A 12-Year Labor of Love

In the foyer of the National Baseball Hall of Fame in Cooperstown, New York, there are statues of three great immortal stars – Lou Gehrig, Jackie Robinson and Roberto Clemente.

That triumvirate was selected for many reasons, but perhaps more than anything they were chosen for their character and courage. All three have made benchmark contributions to the national game.

Others could have been included as representatives of their community as Robinson and Clemente surely were. Sandy Koufax could have rounded out this group as a virtual Baseball Mount Rushmore.

Significantly, all of these men played their entire careers exclusively with one team. Even at a young age, I saw something special in every single ballplayer who started and ended his major league career with one team. In the late 1950s and early 1960s, the National League had its Stan Musial and the American League had its Ted Williams, both rounding out their great careers. Mickey Mantle was challenging the single season home run record, Bill Mazeroski was hitting his walk-off home run in the World Series, and Roberto Clemente was starting to grow into superstardom. Sandy Koufax was already legendary. These players just jumped out at you.


Being with one team for a lifetime almost always translates into the player being of high character. Respecting teammates, respecting fans, respecting managers and coaches, respecting the game – these players in turn have received respect not just for their accomplishments on the field, but how they played the game. Some twelve years ago, I set about researching all of the stars who qualified for that exclusive fraternity.

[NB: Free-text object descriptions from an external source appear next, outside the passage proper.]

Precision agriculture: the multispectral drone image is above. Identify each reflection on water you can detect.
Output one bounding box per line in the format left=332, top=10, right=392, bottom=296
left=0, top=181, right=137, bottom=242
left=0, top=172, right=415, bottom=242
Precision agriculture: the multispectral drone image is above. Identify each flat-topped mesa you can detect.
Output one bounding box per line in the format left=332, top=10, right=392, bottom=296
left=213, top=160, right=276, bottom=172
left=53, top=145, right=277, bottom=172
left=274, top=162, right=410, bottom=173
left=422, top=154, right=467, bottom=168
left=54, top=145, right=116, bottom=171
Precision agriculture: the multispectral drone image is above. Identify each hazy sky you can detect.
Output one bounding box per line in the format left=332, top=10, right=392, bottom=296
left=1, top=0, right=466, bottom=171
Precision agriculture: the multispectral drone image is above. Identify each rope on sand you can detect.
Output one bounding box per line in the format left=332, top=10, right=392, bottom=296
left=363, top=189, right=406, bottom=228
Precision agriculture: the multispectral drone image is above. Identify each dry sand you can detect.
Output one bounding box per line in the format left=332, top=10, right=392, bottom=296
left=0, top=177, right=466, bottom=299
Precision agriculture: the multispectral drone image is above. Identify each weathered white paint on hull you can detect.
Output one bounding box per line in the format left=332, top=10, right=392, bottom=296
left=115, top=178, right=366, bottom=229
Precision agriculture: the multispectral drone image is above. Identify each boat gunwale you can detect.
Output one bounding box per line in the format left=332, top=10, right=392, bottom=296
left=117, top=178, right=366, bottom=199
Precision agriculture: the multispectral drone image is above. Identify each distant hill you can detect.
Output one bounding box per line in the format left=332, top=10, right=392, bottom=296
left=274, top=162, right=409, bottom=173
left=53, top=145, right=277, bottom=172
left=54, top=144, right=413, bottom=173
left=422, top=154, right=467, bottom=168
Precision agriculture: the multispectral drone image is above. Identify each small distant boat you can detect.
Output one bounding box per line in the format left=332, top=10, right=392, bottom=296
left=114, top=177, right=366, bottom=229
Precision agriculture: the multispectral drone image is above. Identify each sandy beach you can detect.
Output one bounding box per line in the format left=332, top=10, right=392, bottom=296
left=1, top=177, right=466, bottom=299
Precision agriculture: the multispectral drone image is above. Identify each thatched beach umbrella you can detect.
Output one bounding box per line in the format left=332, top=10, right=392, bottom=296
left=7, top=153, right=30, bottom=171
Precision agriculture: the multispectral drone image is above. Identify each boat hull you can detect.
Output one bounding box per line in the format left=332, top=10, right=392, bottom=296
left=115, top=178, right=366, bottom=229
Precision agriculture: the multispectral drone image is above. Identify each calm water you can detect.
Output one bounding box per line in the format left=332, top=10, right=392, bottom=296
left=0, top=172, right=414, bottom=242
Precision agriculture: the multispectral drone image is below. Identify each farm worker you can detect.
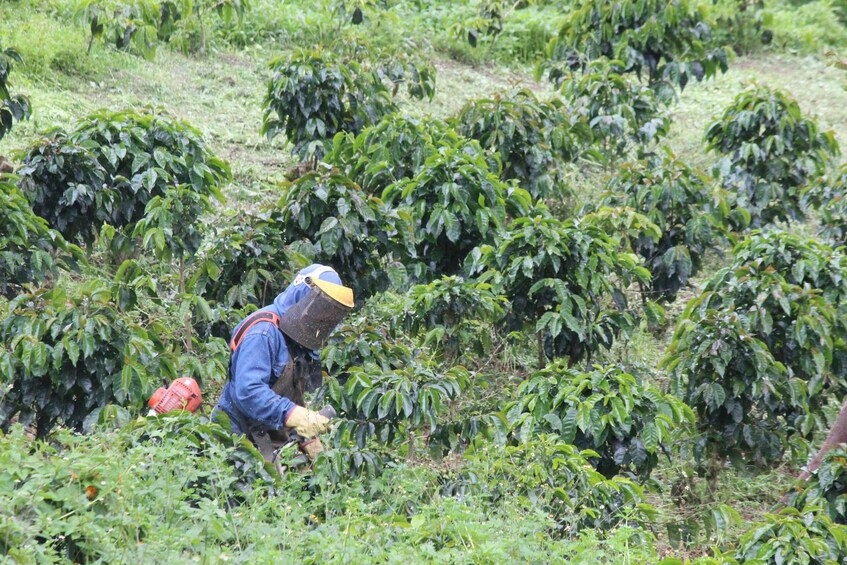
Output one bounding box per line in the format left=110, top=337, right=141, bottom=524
left=213, top=264, right=354, bottom=463
left=800, top=400, right=847, bottom=480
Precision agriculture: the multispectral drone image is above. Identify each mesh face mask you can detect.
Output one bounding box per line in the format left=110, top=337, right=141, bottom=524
left=277, top=275, right=354, bottom=350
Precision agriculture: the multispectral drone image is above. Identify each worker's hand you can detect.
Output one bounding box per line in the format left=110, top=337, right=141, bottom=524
left=301, top=438, right=324, bottom=461
left=285, top=405, right=330, bottom=439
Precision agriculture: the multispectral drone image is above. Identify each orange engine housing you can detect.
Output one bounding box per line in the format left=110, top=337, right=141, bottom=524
left=148, top=377, right=203, bottom=415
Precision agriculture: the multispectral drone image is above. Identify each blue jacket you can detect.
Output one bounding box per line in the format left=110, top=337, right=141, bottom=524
left=214, top=264, right=343, bottom=435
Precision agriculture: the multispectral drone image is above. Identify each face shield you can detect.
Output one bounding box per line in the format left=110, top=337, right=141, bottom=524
left=278, top=275, right=354, bottom=351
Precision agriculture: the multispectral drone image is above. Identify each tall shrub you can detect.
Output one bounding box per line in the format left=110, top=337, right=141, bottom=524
left=705, top=85, right=839, bottom=227
left=453, top=88, right=587, bottom=199
left=471, top=213, right=650, bottom=367
left=0, top=180, right=81, bottom=297
left=17, top=109, right=230, bottom=246
left=598, top=149, right=729, bottom=301
left=541, top=0, right=730, bottom=98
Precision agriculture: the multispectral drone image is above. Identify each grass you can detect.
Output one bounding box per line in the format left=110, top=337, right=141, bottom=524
left=3, top=0, right=847, bottom=560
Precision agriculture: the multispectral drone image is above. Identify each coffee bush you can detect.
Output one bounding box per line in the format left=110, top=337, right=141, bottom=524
left=705, top=84, right=839, bottom=227
left=599, top=150, right=729, bottom=301
left=383, top=139, right=516, bottom=278
left=324, top=114, right=458, bottom=195
left=471, top=213, right=650, bottom=366
left=454, top=436, right=656, bottom=536
left=0, top=180, right=82, bottom=297
left=453, top=88, right=588, bottom=199
left=405, top=275, right=508, bottom=360
left=18, top=108, right=230, bottom=246
left=0, top=283, right=170, bottom=437
left=506, top=363, right=694, bottom=479
left=276, top=169, right=415, bottom=298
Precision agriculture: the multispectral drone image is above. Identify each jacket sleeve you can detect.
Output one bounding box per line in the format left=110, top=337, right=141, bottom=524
left=230, top=332, right=296, bottom=430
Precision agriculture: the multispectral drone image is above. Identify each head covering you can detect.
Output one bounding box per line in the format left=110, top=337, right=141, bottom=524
left=273, top=264, right=352, bottom=351
left=273, top=264, right=344, bottom=315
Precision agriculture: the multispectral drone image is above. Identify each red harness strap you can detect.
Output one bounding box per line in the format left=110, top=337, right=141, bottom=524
left=229, top=311, right=281, bottom=352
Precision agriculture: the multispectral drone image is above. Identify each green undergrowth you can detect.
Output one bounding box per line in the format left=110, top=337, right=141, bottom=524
left=0, top=421, right=661, bottom=563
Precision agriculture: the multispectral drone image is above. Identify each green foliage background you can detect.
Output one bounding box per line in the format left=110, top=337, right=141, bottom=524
left=4, top=0, right=847, bottom=561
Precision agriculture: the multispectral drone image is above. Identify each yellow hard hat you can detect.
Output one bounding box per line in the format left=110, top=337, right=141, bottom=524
left=313, top=277, right=355, bottom=308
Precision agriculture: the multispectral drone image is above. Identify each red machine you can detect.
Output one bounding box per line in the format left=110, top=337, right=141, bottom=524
left=148, top=377, right=203, bottom=415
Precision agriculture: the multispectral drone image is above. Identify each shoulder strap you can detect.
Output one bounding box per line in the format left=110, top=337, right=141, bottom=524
left=229, top=311, right=281, bottom=352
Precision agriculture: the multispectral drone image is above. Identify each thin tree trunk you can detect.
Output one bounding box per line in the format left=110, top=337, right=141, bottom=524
left=537, top=331, right=544, bottom=370
left=180, top=256, right=193, bottom=353
left=708, top=452, right=721, bottom=497
left=408, top=430, right=416, bottom=463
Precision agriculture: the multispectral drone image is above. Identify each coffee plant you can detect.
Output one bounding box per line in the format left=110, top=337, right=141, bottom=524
left=325, top=363, right=469, bottom=451
left=665, top=231, right=847, bottom=472
left=812, top=165, right=847, bottom=248
left=325, top=114, right=457, bottom=195
left=262, top=48, right=390, bottom=161
left=0, top=283, right=169, bottom=437
left=14, top=135, right=107, bottom=245
left=505, top=363, right=694, bottom=479
left=729, top=230, right=847, bottom=307
left=428, top=389, right=500, bottom=459
left=275, top=169, right=415, bottom=299
left=819, top=194, right=847, bottom=249
left=262, top=46, right=434, bottom=161
left=705, top=84, right=839, bottom=227
left=0, top=180, right=81, bottom=298
left=107, top=257, right=159, bottom=313
left=471, top=213, right=650, bottom=366
left=705, top=231, right=847, bottom=430
left=709, top=0, right=773, bottom=55
left=453, top=88, right=588, bottom=199
left=330, top=0, right=377, bottom=26
left=598, top=150, right=730, bottom=301
left=187, top=208, right=320, bottom=326
left=366, top=39, right=436, bottom=100
left=382, top=139, right=515, bottom=278
left=405, top=275, right=508, bottom=360
left=705, top=271, right=839, bottom=397
left=578, top=206, right=662, bottom=254
left=133, top=185, right=218, bottom=273
left=0, top=43, right=31, bottom=141
left=323, top=319, right=418, bottom=380
left=578, top=206, right=667, bottom=325
left=560, top=60, right=670, bottom=170
left=457, top=436, right=655, bottom=535
left=451, top=0, right=510, bottom=54
left=18, top=108, right=230, bottom=247
left=311, top=437, right=386, bottom=484
left=78, top=0, right=250, bottom=58
left=718, top=508, right=847, bottom=564
left=319, top=292, right=423, bottom=384
left=541, top=0, right=730, bottom=98
left=158, top=0, right=250, bottom=53
left=132, top=184, right=226, bottom=350
left=786, top=446, right=847, bottom=525
left=78, top=0, right=158, bottom=58
left=663, top=297, right=797, bottom=470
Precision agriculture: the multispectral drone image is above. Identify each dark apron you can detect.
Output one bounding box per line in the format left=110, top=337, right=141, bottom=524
left=248, top=343, right=318, bottom=463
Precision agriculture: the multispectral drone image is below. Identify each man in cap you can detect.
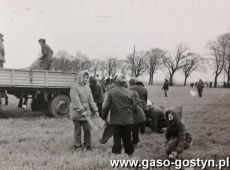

As unfamiliar as I was initially with the earliest players in the Deadball Era, I found that as I researched their lives and their careers, I found those same valuable character attributes in each one of them as well. They were all tremendous ambassadors for their game and their hometown team. On another level, I found that a number of these players actually grew up in or near the town where they stayed and completed their careers. Players like Jerry Augustine, Steve Blass, Whitey Ford, Bill Freehan, Jim Gantner, Lou Gehrig, Kent Hrbek, Sandy Koufax, Ed Kranepool, Barry Larkin, Bob Moose, Johnny Mostil, Mike Norris, Ron Oester, Cal Ripken and Frank White all didn’t have to go far from home to ply their trade as Major League Baseball stars.

Each man had a compelling story and served as an excellent representative for the game. The quality of these wonderful ballplayers both on and off the field made the thousands of hours of research, condensation, review and editing well worth it. The compelling stories that were uncovered almost made me feel like the book wrote itself. I developed a real admiration for the entire single franchise fraternity. The one-team baseball star is special indeed.